Saturday, November 02, 2019

Testing hardware

My relationship with Sun wasn't just about testing Solaris. One of the other things we were involved with was beta testing new hardware.

Doing beta testing of software contributed to us being offered the chance to test new hardware, of course. Sun could be reasonably sure they would get lots of honest feedback from us.

And also, we had given a huge amount of feedback via the sales organization. Usually of the form "we don't want systems like that, why can't you make something like this instead?".

Some examples here: At one point we ended up buying Dell 6350s (running Solaris on Intel of course). They were a lot cheaper, for one thing. Paradoxically, we often had more memory in those 32-bit Intel machines than in the 64-bit SPARC servers, often down to cost but sometimes limitations in configuration. But a lot of it was that the 4U rack-mount Dell would fit in the datacenter, whereas we wouldn't have been able to fit a pile of E450s in, even if we could have afforded them.
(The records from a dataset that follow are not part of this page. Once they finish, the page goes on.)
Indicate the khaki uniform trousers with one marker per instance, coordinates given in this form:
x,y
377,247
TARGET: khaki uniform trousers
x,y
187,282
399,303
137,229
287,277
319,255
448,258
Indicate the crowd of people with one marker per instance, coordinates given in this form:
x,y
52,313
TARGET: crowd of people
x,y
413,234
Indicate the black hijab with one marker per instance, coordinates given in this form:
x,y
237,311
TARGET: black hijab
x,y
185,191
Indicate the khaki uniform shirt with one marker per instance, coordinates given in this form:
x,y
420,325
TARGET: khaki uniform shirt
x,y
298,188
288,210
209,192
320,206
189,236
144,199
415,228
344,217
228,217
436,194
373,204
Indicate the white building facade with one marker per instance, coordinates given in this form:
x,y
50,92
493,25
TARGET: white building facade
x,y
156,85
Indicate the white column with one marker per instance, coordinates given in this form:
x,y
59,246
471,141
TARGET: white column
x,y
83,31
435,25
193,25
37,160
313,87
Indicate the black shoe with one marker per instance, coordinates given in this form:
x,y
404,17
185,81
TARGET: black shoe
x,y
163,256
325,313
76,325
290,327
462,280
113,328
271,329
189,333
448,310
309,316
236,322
Another example was that we bought a load of Ultra-5 workstations, some cheap shelving, and a KVM switch. Tied together with Grid Engine and its distributed make, they could get through some parallel tasks for a lot less than any server on the price list at the time. We tried (and failed) to persuade Sun to go even further with a cut-down system - we didn't need a CD drive or anything like that, it was just waste.
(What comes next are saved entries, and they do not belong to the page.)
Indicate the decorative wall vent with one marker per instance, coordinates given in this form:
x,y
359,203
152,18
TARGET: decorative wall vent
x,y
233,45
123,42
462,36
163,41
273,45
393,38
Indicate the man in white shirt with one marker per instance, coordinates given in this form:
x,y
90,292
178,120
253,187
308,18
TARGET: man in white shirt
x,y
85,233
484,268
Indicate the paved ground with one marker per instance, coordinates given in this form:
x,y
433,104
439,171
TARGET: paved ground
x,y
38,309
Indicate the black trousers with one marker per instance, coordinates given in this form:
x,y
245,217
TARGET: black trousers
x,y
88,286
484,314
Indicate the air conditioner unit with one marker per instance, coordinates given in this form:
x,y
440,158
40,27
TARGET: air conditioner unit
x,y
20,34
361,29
We also kept complaining about little things like chassis design, cabling, configuration, access and repair.

Eventually, we were asked to trial some new products.

One of the most interesting, and long running, was the B1600 blade system. As in blade servers, not Blade workstations. Aka Stiletto.

This had a variety of Blades - simple cheap single-processor SPARCs (B100s - like a V120 or flapjack, but smaller), and a single-processor AMD (B100x) with a twin-processor Xeon (B200x). There was also a plan for a variety of appliance blades, the only one I think that came out was a load-balancing device, but we didn't test those. If you think about the design, the whole thing full of SPARC blades was not much bigger than an Ultra- 5, but far more powerful and easier to wire.

I had an unfortunate accident while on Holiday just before we started the testing, where I broke my arm. I wasn't able to go to the "training" session and learn about the system, but then I'm a great believer that systems should actually be obvious to use. As the only UK customer though, we had one of the engineering team come and make a video of us unpacking, racking, and configuring the system.

So there was me just supervising, Andy with the video camera, and Geoff and Terry doing the lifting. All the way through from opening the box to having things ready to roll. So the project did cover things like the way it was packed in the carton, how you were able to lift it out safely, and how useful the bits of paper that came with it were.

We vastly preferred Sun rack cabinets, they're just so much stronger and more stable. But we decided that we would try putting the B1600 chassis into a third-party rack, as an additional test. This was a nightmare! The B1600 chassis didn't use traditional rackmount rails, it had some very thin wheels that slotted into side-rails, the tolerances were tiny, you had to line the thing up to within a millimetre, and if you think about getting anything with cage nuts down to under a millimetre by eye, it was always going to be difficult. It took us the best part of an hour (part of that was us giving a running commentary, to be fair) and multiple attempts, including some where we thought it was nicely aligned but actually wasn't, so it could have fallen.

The video was widely shared inside Sun, as I understand it, and the fix was to supply a simple metal measuring bar that you could offer up to the rack to ensure everything was square and at the correct spacing. We ended up trying several designs as they optimised it. If you've ever wondered how those spacer bars originated, now you know!

Of course, we tried sticking it in a proper Sun rack, and it was racked perfectly there in 5 seconds flat before Andy could even get over there with the camera.

Sun didn't really help themselves at times. When we first got the x86 blades, we couldn't run Solaris on them and had to run Linux for a bit. Things like drivers and management interfaces took a while to be completed.

Another project we did was the original V40z, the first generation 64-bit Opterons (this was just the Newisys Opteron reference design with a different bit of plastic tacked on the front). This was less about the actual hardware as bringing in a 64-bit operating system and the overall ecosystem associated with it. The first thing we noticed about it was that as soon as you apply power, the fans scream at full tilt - it was incredibly loud. A nice feature of this generation of systems was that they had 2 management network interfaces, so you could daisy chain the ILOMs in a rack, saving a huge number of external switch ports.

We also tested the V250, a tower server. One of the things we had complained about was that you never got a lot of choice in disk configurations - you either had too few (most of the Sun rack-mount range), or you needed the compute power of an E450 and had to buy a big metal box with mostly unused space. There was never a way to size a Sun box properly. We liked the V250 because it took a sensible number of disks, so for standalone databases it was great.